Black Community Building: Public Housing Reform and the Promise of an Alternative Model to Mixed Income Neighborhoods

(Under contract with Georgetown University Press)

Studies of the consequences for displaced public housing residents who moved to mixed-income neighborhoods indicate that mixed-income housing as a solution to poverty is a policy failure on the grounds that it pushes poverty to other areas within cities and doesn’t largely produce the outcomes alleged by its proponents. Despite this fact, the devotion among policymakers and others remains commonplace. My first book argues that mixed-income housing creation as urban social policy must be abandoned because it serves as a vehicle of death for Black communities in high-poverty neighborhoods. It offers an alternative conceptual model of community building—“Black urbanism”—that grounds the well-being of Black communities in high-poverty neighborhoods targeted for capital reinvestment vis-a-vis reflection on the transformation of one historically Black neighborhood in Washington, D.C.
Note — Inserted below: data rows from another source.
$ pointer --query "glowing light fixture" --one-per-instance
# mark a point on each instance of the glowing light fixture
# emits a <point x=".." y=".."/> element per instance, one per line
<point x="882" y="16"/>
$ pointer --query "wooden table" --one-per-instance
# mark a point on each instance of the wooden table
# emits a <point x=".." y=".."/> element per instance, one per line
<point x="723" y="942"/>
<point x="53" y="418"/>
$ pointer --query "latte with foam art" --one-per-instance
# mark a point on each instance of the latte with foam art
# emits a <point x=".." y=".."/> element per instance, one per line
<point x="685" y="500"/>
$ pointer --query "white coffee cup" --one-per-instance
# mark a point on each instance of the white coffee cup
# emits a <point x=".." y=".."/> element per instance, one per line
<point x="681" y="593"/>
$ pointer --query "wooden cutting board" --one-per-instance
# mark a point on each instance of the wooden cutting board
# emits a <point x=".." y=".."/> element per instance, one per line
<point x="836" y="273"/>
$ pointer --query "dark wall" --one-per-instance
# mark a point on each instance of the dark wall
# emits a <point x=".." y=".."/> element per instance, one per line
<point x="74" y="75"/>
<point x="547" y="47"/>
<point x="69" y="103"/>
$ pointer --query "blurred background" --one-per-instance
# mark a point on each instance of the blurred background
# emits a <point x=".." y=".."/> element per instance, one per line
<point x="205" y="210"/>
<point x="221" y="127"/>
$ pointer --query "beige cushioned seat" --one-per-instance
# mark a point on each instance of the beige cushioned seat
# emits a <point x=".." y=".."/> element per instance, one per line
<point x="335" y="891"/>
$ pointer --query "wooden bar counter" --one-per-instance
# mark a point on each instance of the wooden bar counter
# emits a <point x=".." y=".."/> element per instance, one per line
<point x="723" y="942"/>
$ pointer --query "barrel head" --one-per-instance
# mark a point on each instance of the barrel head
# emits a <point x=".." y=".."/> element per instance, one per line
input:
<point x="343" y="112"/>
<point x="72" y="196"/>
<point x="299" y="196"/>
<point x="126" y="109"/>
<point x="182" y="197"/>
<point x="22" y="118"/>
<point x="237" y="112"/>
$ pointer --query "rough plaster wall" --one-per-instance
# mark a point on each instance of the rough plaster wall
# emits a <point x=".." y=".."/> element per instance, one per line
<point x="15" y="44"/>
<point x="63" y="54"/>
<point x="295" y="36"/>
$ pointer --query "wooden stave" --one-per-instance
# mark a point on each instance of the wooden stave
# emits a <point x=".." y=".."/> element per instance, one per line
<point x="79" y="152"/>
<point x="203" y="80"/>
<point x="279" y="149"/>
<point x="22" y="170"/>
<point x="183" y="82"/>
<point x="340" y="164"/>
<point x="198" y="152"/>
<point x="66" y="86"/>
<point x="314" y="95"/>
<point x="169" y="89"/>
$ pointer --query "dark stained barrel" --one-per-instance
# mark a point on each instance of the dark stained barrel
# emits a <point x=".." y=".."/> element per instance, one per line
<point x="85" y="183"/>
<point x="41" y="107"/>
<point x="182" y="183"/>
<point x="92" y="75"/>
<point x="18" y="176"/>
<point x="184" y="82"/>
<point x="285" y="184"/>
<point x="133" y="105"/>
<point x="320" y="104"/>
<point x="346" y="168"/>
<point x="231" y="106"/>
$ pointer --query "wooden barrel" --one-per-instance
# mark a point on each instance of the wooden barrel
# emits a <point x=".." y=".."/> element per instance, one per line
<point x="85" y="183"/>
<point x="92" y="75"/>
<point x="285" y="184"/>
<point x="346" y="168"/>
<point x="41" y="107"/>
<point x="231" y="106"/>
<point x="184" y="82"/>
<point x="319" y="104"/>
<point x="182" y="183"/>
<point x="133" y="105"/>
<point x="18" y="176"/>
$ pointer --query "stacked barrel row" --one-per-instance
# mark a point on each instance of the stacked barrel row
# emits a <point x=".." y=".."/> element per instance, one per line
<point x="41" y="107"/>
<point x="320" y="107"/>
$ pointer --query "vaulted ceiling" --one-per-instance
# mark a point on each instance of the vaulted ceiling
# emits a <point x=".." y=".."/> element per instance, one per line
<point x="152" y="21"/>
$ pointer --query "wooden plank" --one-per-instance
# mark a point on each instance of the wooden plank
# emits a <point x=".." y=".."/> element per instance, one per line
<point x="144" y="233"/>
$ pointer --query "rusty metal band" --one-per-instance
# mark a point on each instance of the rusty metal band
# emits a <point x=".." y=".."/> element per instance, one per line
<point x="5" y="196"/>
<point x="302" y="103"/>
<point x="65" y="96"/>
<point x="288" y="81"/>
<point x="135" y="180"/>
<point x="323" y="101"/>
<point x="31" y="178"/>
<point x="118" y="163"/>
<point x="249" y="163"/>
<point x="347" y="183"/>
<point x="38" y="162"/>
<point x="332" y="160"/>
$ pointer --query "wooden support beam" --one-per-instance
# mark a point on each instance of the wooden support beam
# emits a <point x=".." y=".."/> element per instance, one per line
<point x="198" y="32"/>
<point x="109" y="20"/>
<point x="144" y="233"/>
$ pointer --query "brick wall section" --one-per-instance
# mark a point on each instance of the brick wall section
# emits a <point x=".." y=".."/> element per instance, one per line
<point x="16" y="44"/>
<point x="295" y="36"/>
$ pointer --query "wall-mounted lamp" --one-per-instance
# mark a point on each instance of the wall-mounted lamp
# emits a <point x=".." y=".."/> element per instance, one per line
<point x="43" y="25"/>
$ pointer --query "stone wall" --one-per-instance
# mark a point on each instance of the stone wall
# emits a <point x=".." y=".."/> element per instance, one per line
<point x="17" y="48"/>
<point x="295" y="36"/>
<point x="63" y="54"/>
How Race, Religion, and Democratic Values Shape Attitudes toward Government Assistance for the Poor  

This study evaluates attitudes toward assistance programs for the poor and other individuals in need (also known as social equity programs) across race and religion. While the American public has historically supported government spending to aid people experiencing poverty to get on their feet, they tend to be much less supportive of government spending on means-tested social equity programs. In his landmark study on welfare [1999], Martin Gilens argues that opposition to government assistance programs for the poor is largely driven by racial stereotypes, specifically by the perception that most people on them are Black and that they are less committed to a hard work ethic than the rest of Americans. This study measures whether people with sincerely held religious beliefs hold similar views and whether those religious beliefs make people more likely to support assistance programs for the poor and other people in need than the general American public.

Determinants of the Political Attitudes and Behaviors of Black, Latine, and White Americans Who Qualify as Christian Nationalists

In this study, we examine the determinants of the political attitudes and behaviors of Black, White, and Latine Americans who qualify as Christian nationalism adherents and sympathizers (hereafter Christian nationalists) in the aftermath of the 2024 presidential election. Existing research focuses almost exclusively on White Americans who qualify as Christian nationalists and does so through observational analysis with few exceptions. This study leverages observational analysis and causal inference to analyze the attitudes and behaviors of approximately 2,500 Black, Latine, and White American adults in the context of the 2024 presidential election.